Sweet Temptation Read online




  Contents

  Chapter One

  Chapter Two

  Chapter Three

  Chapter Four

  Chapter Five

  Chapter Six

  Chapter Seven

  Chapter Eight

  Chapter Nine

  Chapter Ten

  Chapter Eleven

  Chapter Twelve

  Chapter Thirteen

  Chapter Fourteen

  Chapter Fifteen

  Chapter Sixteen

  Chapter Seventeen

  Chapter Eighteen

  Chapter Nineteen

  Chapter Twenty

  Chapter Twenty-One

  Chapter Twenty-Two

  Chapter One

  Stuffed

  Maddie

  Most embarrassing moment ever? I’ve had a few. One was when I walked down Harborne High Street with my skirt accidentally tucked into my knickers. I noticed people sniggering and pointing but assumed they were just the usual type of idiots who think overweight people are either deaf or totally immune to hurtful comments.

  When a kind woman eventually stopped me outside the Oxfam shop to tell me that I was giving pedestrians a cheeky eyeful (in both senses of the word), I thought I might die with sheer mortification. Someone actually cheered as I yanked my skirt down at the back to cover myself up, and I felt my face flood with hot, humiliated colour. It took two almond croissants and a large cappuccino at Caffé Nero before I could even think about venturing out onto the street again.

  Needless to say, that haunted me for ages, but then something happened at work last summer that was even more cringeworthy. More embarrassing, even, than the time I was seven years old and got my head stuck in a gate (for over an hour), or when I fell backwards into a lake trying to take a photo of my family.

  I worked part-time at one of the big radio stations in Birmingham and I loved it. Well, I had done until recently, anyway. Radio had been a friend to me ever since I was a shy teenager in the shadow of my glamour-puss mum. My dad was long gone by then – and good riddance to him – so it was just the two of us, me and Mum, at home. I say just the two of us, but she wasn’t exactly one for the quiet life. She’d throw cocktail parties and soirées every weekend, filling the house with chic, tinkly-laughing friends and hearty blokes with booming voices from the theatre. I was always invited to join them, but the thought terrified me so much, I’d inevitably huddle upstairs with my radio and a bag of pick ’n’ mix instead.

  That radio kept me company on many, many evenings. My favourite DJ was a honey-voiced guy called Alex Morley who made me feel as if he was speaking just to me. I imagined him as tall and rangy with shaggy, sandy-coloured hair, sparkling blue eyes and battered denim jeans. (Think sexy Sawyer from Lost, with a Dudley accent.) I would sit curled up in my beanbag, munching jelly snakes and flicking through Smash Hits magazine while Alex played me tunes. Imagine how gutted I was when Mum sent off for a signed photo of him for me and he turned out to be jowly and slightly boss-eyed with what looked suspiciously like a bad comb-over.

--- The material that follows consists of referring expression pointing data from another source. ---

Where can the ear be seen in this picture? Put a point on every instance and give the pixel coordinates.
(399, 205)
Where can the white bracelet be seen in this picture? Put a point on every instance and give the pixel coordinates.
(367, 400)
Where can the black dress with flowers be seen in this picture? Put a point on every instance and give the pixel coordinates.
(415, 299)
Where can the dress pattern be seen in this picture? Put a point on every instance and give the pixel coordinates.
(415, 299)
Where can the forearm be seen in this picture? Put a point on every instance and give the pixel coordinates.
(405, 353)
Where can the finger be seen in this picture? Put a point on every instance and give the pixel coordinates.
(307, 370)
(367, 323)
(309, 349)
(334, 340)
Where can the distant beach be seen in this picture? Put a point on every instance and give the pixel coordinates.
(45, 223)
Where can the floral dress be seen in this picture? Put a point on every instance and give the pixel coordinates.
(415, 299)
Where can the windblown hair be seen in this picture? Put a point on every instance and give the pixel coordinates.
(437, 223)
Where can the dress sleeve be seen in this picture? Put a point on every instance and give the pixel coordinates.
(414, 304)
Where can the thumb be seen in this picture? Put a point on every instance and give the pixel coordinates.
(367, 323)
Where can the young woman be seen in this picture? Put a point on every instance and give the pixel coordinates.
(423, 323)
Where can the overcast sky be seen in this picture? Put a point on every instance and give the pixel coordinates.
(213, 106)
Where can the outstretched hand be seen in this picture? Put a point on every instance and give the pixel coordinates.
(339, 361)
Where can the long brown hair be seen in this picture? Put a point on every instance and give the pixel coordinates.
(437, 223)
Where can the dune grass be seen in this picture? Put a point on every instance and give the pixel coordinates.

  No matter. I was already in love with the power of radio, how it made me feel less alone, how I was able to lose myself in that world. I forgave Alex his bad hair and well-covered cheekbones (who was I to talk, anyway?) and began coveting a dream that never really went away – that one day it would be me talking into a microphone, making somebody else feel more connected to the world …

  Not that that was likely in my job, unfortunately. I was a broadcast assistant at Brum FM, and had been lucky enough to work for Chip Barrett, the smooth-tongued silver fox who’d presented the lunchtime slot for years and was a big favourite among ‘ladies of a certain age’. But since the new controller, Andy, had come in, he’d been trying to make the station cooler and more current. So poor old Chip had been relegated to the dawn shift, and his programme now went out between two and six in the morning. Meanwhile, they’d only gone and hired the meanest bitch in the country to take his place … and that was who I currently had the misfortune to work for.

  ‘Good morning, Birmingham! This is Collette McMahon, here to put a twinkle in your eye and a smile on your face,’ she would say at the start of her show every day. Ironic really, because while she was saying all that nicey-nice stuff, she’d usually be gesturing ferociously at me or pressing Send on an email that read ‘MADDIE, WE ARE OUT OF COFFEE IN HERE!!!! ’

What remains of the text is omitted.